Com uma mão acariciou as tranças da jovem e com a outra puxou para si o segundo
banco. Depois, já sentada, disse: senhora, eu gostaria que me ouvisse agora,
porque tenho muita coisa para contar. Falei com as estrelas, e o que elas
disseram é que a senhora não deve contrariar o senhor conde, seu estimado tio,
por ele ser quem é, por tudo o que ele fez pela sua vida, pela sua graça, pela
sua esmerada educação e conduta. Reconhecem que o fidalgo João Lourenço não é homem
para a senhora, mas também acham que o casamento com ele, ou mesmo que com
outro fosse, não tem que durar a vida inteira. Aconselharam-me, no entanto, a
preparar daqui a algum tempo dois ou três filtros de amor para dar de beber ao
seu futuro marido. E eu sei como prepará-los, senhora, eu sei. E então verá que
depois de ele os tomar, misturados no vinho, nunca mais será o mesmo...
Num misto de silêncio, respeito e
medo, Leonor Teles ouviu tudo. Mas, depois de Briolanja se calar, virou-se para
ela e perguntou: vais dar cabo dele, não é? A cuvilheira não respondeu
imediatamente.
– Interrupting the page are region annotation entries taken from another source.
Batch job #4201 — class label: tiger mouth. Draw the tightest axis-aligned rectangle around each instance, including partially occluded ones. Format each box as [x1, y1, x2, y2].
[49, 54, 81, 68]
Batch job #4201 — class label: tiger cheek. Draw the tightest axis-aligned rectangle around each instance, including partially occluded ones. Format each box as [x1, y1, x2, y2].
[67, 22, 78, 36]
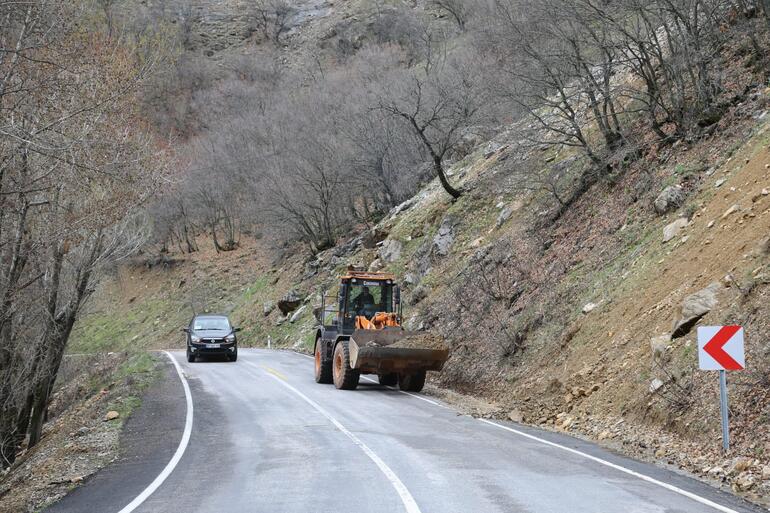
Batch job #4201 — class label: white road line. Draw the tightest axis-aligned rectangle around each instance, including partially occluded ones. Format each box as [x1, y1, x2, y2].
[361, 376, 451, 410]
[479, 419, 739, 513]
[286, 353, 736, 513]
[118, 351, 193, 513]
[254, 362, 422, 513]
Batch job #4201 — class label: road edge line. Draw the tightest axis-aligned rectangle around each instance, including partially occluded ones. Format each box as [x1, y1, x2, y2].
[260, 362, 422, 513]
[478, 419, 739, 513]
[118, 351, 193, 513]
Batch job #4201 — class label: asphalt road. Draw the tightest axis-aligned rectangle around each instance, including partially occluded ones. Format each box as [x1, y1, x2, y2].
[47, 350, 765, 513]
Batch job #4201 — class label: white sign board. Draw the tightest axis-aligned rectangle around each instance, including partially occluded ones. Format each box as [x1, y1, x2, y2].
[698, 326, 746, 370]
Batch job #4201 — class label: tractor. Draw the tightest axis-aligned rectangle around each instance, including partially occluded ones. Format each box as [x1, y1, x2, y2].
[314, 270, 449, 392]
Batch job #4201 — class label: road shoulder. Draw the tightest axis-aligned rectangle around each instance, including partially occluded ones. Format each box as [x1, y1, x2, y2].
[46, 356, 186, 513]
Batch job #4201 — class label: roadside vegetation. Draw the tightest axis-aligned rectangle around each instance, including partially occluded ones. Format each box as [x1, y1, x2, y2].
[0, 0, 770, 508]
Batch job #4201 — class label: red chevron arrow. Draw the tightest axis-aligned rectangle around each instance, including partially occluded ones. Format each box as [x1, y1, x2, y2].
[703, 326, 743, 370]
Fez uma pausa, persignou-se duas vezes e, com a sabedoria da idade
de que tanto se socorria, esclareceu: que Deus Nosso Senhor me perdoe, mas não é
preciso dar cabo dele, nem eu seria capaz disso. Basta que ele dê cabo de si próprio.
Eu não lhe ponho nada na garganta, ponho-lhe, isso sim, uma coisa no vaso do
vinho, e nem sequer lhe peço para beber. Mas, se o beber, só ele e mais ninguém
é o culpado. Leonor percebeu claramente o alcance brutal das palavras de
Briolanja Mendes e o que elas significavam. Arrepiada com tal solução, a jovem levantou-se,
foi à janela espreitar o tempo e, de costas para a ama, comentou apenas com uma
interrogação: tenho de me casar com João Lourenço, não é verdade? Sim, senhora.
Tem de se casar com ele. E é já no dia vinte e dois de Outubro, não é?, continuou
num tom de voz cínico e invulgar, antes de abandonar a câmara. É verdade.
Instantes passados, Leonor Teles
virou-se para Briolanja, fitou-a com os olhos muito abertos e, com o dedo em
riste, preveniu, alterada: nunca fales a ninguém destas nossas conversas, nem o
que quer que seja sobre o meu passado que conheces como nenhuma outra pessoa.
Ouviste? Briolanja Mendes recuou um passo, colocou a mão no peito como era seu hábito
e, ofendida, respondeu: Senhora, disse-lhe já uma vez que da minha boca não
sairá uma só palavra. Tudo quanto sei irá comigo para a cova. E, como a minha
morte não deve andar longe, depressa os meus segredos deixarão de a preocupar. Ao
ouvir estas palavras, serenas mas muito firmes, Leonor percebeu que fora
demasiado impiedosa com a única mulher do mundo que lhe guardava os segredos
com lealdade e segurança idênticas às de um guarda do rei. Por isso, e para
atenuar de algum modo os estragos que fizera na esfera emocional da sua ama
sempre atenta e dedicada, acrescentou com um suave sorriso: eu sei que me és
fiel, nem foi por mal que te pedi para guardares os meus segredos. Aliás, há
muito que andava para te dizer o seguinte: depois do meu casamento, quando for
viver com o fidalgo João Lourenço para Pombeiro, desejo que vás comigo. Vou
pedir ao meu estimado tio para te levar e ele decerto não dirá que não. Emocionada,
Briolanja apenas respondeu: irei com a senhora até ao fim do mundo, se o mundo
tiver fim. E em silêncio começou a chorar». In José Manuel Saraiva, Rosa
Brava, Oficina do Livro, 2005, ISBN 978-989-555-113-2.